For the above reasons it is important to be able to determine the amount of de/anti-icer composition remaining on a traveled surface at a given time, to be sure that the remaining amount of de/anti-icer composition is sufficient to effect the required degree of de/anti-icing of the traveled surface, taking into account, for example, the likely usage of the traveled surface and the prevailing or expected weather conditions.
However, determining the remaining amount of de/anti-icer composition on the traveled surface is not easy and more especially is not easily achieved in a way which is simple to carry out and which provides reliable results in a short timescale. For example, simple visual inspection of the surface is usually not adequate or reliable as a means of determining whether an appropriate amount of de/anti-icer composition remains on the traveled surface. This can be due to prevailing weather, hours of darkness, or the simple fact that particular de/anti icer material being used is not discernible to the naked eye.
Furthermore, de/anti-icer compositions based on potassium acetate and/or potassium formate are virtually indistinguishable (on visual inspection) from water when on a traveled surface.
Available laboratory methods for analysing freezing point of, for example, potassium acetate or formate concentration of a solution (from which freezing point can be calculated) are not suitable for adaptation to the field environment (i.e. to a traveled surface such as an airport runway), for reasons such as the practical impossibility of collecting suitable samples from the traveled surface, the cost and non-availability of analytical equipment and the non-availability of suitably trained staff. Real-time systems for measuring the potassium acetate or formate concentration in material on the runway surface, based on conductivity probes embedded in the runway surface, have been installed at some airports. The performance and utility of these systems is generally excellent, however such systems are prohibitively expensive for most airports, especially for airports located in areas, such as the U.K, where very cold winters are not an annual occurrence.
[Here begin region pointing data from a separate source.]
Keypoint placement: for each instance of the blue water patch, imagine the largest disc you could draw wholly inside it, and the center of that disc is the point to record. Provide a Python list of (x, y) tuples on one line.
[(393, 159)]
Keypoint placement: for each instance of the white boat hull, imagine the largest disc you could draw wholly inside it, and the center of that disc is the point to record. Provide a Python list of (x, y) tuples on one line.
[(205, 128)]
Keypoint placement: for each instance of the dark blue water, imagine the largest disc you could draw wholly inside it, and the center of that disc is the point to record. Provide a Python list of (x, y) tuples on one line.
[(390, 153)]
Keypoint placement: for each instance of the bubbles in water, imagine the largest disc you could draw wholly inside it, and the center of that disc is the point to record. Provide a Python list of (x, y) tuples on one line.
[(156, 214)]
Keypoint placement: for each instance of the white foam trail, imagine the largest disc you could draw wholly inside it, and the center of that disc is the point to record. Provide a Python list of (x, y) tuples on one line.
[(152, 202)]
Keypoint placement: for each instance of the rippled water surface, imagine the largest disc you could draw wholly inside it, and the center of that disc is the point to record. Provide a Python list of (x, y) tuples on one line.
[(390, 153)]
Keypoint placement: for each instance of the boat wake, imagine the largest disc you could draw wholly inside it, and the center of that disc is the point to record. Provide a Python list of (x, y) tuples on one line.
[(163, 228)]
Many locations, and most notably airports, therefore, have no sure way of knowing when re-application of a de/anti-icing composition is actually required in winter conditions, and must instead rely mainly or wholly on experience and ‘educated guesses’. This approach is not satisfactory. This approach leaves the airport or other body responsible for the safe operation of a traveled surface at high risk of the traveled surfaces (runways and taxiways) freezing over suddenly. This can lead to accidents such as aircraft overruns or to temporary airport closure. Conversely de/anti-icing compositions will inevitably be applied in circumstances where the application was in fact unnecessary, resulting significant unnecessary expenditure per application, as well as an unnecessary environmental impact even when the de/anti-icer composition is based on materials having a relatively low environmental impact such as acetate or formate.
Embodiments of the present invention, therefore, seek to resolve, or at least mitigate or moderate, the above problems in determining whether, when and/or how much de/anti icer product should be applied or re-applied.